Live Review

Parquet Courts, Roundhouse, London

12th November 2018

Trivia, cowbells, dad dancing: it’s all here at the quartet’s biggest show to date.

Parquet Courts’ sixth album ‘Wide Awake!’, released back in May, is their best yet, with the band’s sardonic punk punctuated with funk, hardcore, a heavy social conscience and, maybe most importantly, bundles and bundles of fun. As they end a UK tour in support of the record at London’s Roundhouse tonight, it’s clear that fun still sits at the top of their pile of priorities.

Thundering straight into album opener ‘Total Football’, the chemistry between the New York quartet has never been more natural or free flowing - as they rattle into ‘Dust’, from 2016’s ‘Human Performance’, a rollercoaster begins that doesn’t so much as flinch for the next 90 minutes. When the crowd join the band in losing all inhibitions - a host of bodies crash together at the start of the infectious ‘Almost Had To Start A Fight/In And Out Of Patience’ - tonight becomes one of the most effortlessly fun shows of the year.

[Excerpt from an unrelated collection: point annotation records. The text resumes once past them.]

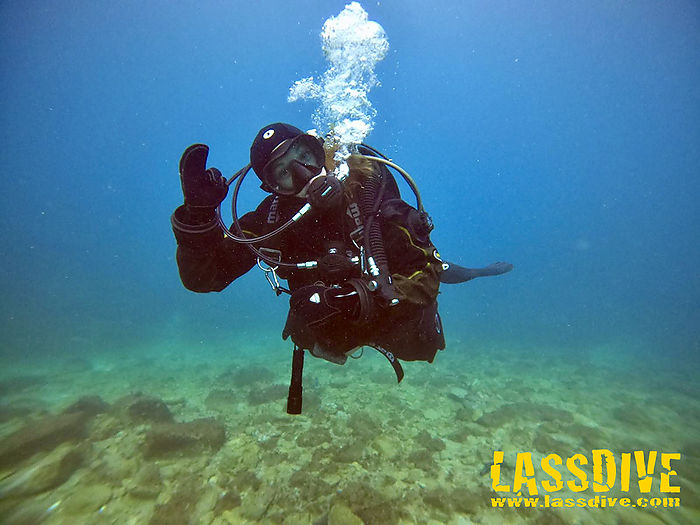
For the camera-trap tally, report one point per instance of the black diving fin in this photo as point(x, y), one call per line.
point(455, 274)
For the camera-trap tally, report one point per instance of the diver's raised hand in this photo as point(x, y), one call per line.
point(203, 188)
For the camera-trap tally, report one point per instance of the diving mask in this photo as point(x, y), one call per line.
point(293, 163)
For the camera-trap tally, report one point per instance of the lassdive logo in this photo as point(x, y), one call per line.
point(611, 475)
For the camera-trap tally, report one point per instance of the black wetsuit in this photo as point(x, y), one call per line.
point(208, 261)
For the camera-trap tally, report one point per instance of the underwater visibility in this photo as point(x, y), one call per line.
point(350, 262)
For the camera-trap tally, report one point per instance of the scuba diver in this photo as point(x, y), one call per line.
point(360, 266)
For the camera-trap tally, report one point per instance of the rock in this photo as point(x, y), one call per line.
point(179, 509)
point(255, 505)
point(49, 472)
point(87, 500)
point(546, 444)
point(228, 500)
point(138, 408)
point(342, 515)
point(147, 483)
point(44, 434)
point(430, 443)
point(184, 438)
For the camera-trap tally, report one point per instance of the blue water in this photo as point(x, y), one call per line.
point(563, 137)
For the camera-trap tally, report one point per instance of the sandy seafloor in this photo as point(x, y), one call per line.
point(364, 448)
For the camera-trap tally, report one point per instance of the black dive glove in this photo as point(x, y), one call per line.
point(204, 189)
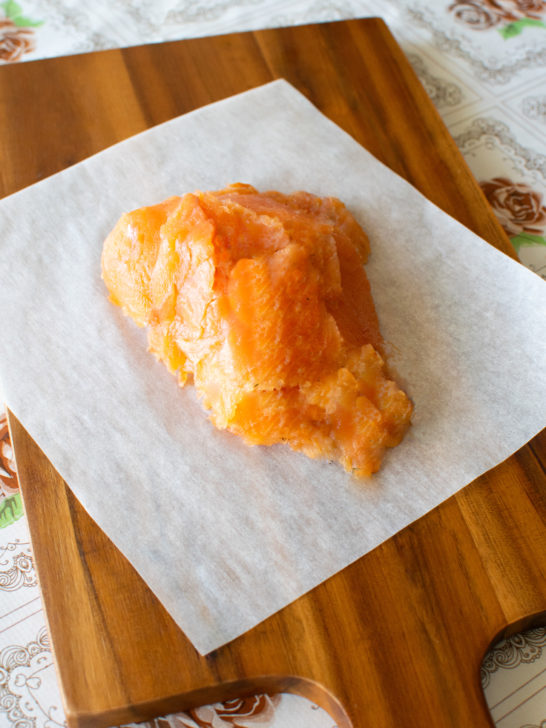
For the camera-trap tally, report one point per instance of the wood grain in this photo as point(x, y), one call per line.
point(397, 638)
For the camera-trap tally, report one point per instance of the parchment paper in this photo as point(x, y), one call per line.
point(224, 534)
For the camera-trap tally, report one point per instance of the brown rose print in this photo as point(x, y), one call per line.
point(8, 473)
point(14, 41)
point(485, 14)
point(238, 713)
point(16, 32)
point(518, 207)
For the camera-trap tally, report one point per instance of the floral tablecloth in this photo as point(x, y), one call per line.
point(483, 62)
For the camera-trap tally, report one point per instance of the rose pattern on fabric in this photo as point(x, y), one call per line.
point(512, 14)
point(16, 32)
point(237, 713)
point(518, 207)
point(14, 41)
point(523, 648)
point(8, 472)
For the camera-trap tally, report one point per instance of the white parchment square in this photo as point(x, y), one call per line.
point(224, 534)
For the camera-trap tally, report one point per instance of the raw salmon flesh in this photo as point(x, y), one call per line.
point(262, 300)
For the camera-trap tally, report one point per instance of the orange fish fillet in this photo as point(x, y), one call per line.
point(263, 299)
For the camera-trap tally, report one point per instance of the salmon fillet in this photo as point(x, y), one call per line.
point(263, 301)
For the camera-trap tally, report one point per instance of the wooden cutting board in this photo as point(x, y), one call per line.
point(397, 638)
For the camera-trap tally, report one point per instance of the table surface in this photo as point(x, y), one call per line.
point(19, 170)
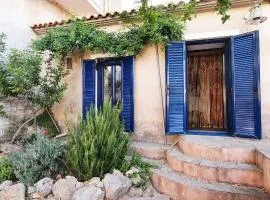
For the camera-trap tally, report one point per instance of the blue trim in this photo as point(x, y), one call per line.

The band are illuminated by rainbow lights, casting their silhouettes onto a background. It serves to accentuate the interplay between the quartet: Max Savage is an intricate but steady beat-keeper behind the kit, while Sean Yeaton’s basslines provide the groove that defines ‘Wide Awake!’ and are pushed to the front tonight. Then, in Andrew Savage and Austin Brown, you have a perfectly contrasting pair of frontmen. The former, responsible for the new album’s most furious moments, hurriedly worming his way around the fretboard and howling until his lungs give out, while his counterpart - complete tonight with a quite horrifying bowl cut - swaps between keyboard, guitar, whistle(!) and abandoning instruments altogether in favour of dad-after-half-a-bottle-of-whiskey-at-a-wedding dancing. The balance is perfect, and it’s impossible to take your eyes off the pair of them.

As well as seeing the band at the very top of their game, tonight is a special one: it’s Parquet Courts’ biggest ever show. To mark the occasion, Andrew leads the crowd through a game of Parquet Courts trivia. Turns out, after very little help from the sold-out crowd, that their first show was in a Brooklyn basement in December 2010, and their first trip to London was for a Shacklewell Arms show three years later. No such banter is needed - the band more than carry their weight as Roundhouse headliners without a word - but it just amps up the feeling of the quartet being more comfortable in their skin than ever before, shown perfectly when they barrel through a lightning-fast one-two of ‘Master Of My Craft’ and ‘Borrowed Time’.

“This is the most expensive pub quiz you’ve ever been to,” Austin deadpans before an explosive, funky-as-hell one-two of ‘Tenderness’ into the title track from the new record. When they close on an impeccably tight, drawn-out jam version of ‘One Man No City’, rising and falling with precision until the tension releases for a final thrash through ‘Light Up Gold II’ and the band depart without ceremony, it’s clear we’re seeing a group at the peak of their powers, entering a whole new realm.